From the Executive Director features news and reflections on the work of PHMC by its chief administrator.

The articles in this issue underscore the diversity of Pennsylvania’s history – from the role of women in industrv to Cuban baseball players in Williamsport. The range of these topics is matched by the complexity and breadth of the PHMC’s mission and programs.

With 17 million visitors each year to our more than two dozen historic sites and museums – comprising more than four hundred buildings and structures and two thousand acres – the PHMC ranks among the largest of the state history programs in the nation. The State Museum of Pennsylvania alone welcomes more than three hundred thousand visitors each year, including many school students and families who learn about their history and heritage in our galleries and through our educational programs. As the repository for the state’s archives, as administrator of a grants program, and as the official state historic preservation program coordina­tor, the PHMC is a constantly changing organization that assumes myriad responsibilities and roles as steward of the Keystone State’s history.

The State Museum, which opened in 1965 as a leader in the museum field, is planning an extensive renovation to bring its exhibitions up to twenty-first-century standards. The first phase of the renovation project, completed in April, includes a new entrance and the opening of Curiosity Connection, an exciting interactive exhibition for young children.

Fort Pitt Museum, located in Pitts­burgh’s Point State Park at the site of the Fort Duquesne, reopened in mid-April with a new and expanded exhibition. The reopening of Fort Pitt coincides with the launch of the 250th anniversary of the French and Indian War, and is part of an international commemoration that includes twenty states and Canada, underscoring America’s critical role in world politics and economy in the early eighteenth century. The twenty-one historic sites in Pennsylvania that help tell the French and Indian War story – including the PHMC’s Bushy Run Battlefield, Fort Pitt, Conrad Weiser Homestead, and Daniel Boone Homestead – are working with various partners to bring this history to the public. A television series, The War that Made America, is being presented by WQED Multimedia, Pittsburgh, and the French and Indian War 250, Inc. A Web site at www.frenchandindian­war2S0.org lists additional sites and features a calendar of events scheduled through 2010. Through the generosity of the Laurel Foundation, the PHMC acquired an important collection of papers of Pennsylvania’s Surveyor General John Lukens that chronicle the efforts of surveyors on frontier lands opened to settlement following the French and Indian War.
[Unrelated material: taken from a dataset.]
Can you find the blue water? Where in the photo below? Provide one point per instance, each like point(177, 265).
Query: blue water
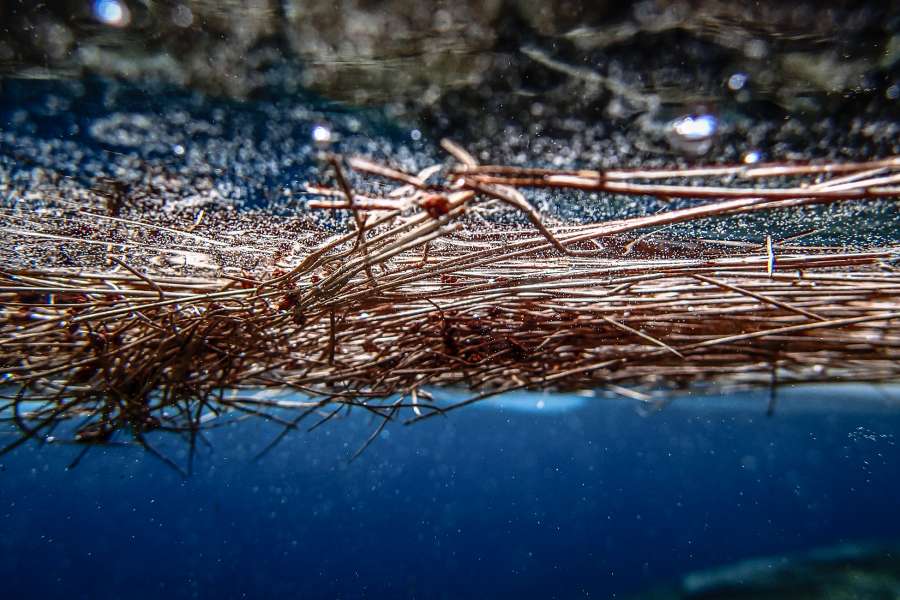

The PHMC could not do its work without its many partners, associate organizations, and advisory groups. We invite everyone interested in Pennsylvania history to become more active through their local historical societies, historic preservation groups, and museums, and by joining our statewide Pennsylvania Heritage Society as a way to stay in touch with exciting new programs and to take advantage of our state’s wide array of historical places and collections. Visiting the historic sites and museums on our popular Pennsylvania Trail of History is a great introduction to the many fascinating stories and places that together make Pennsylvania’s history so critical to understanding the American experience.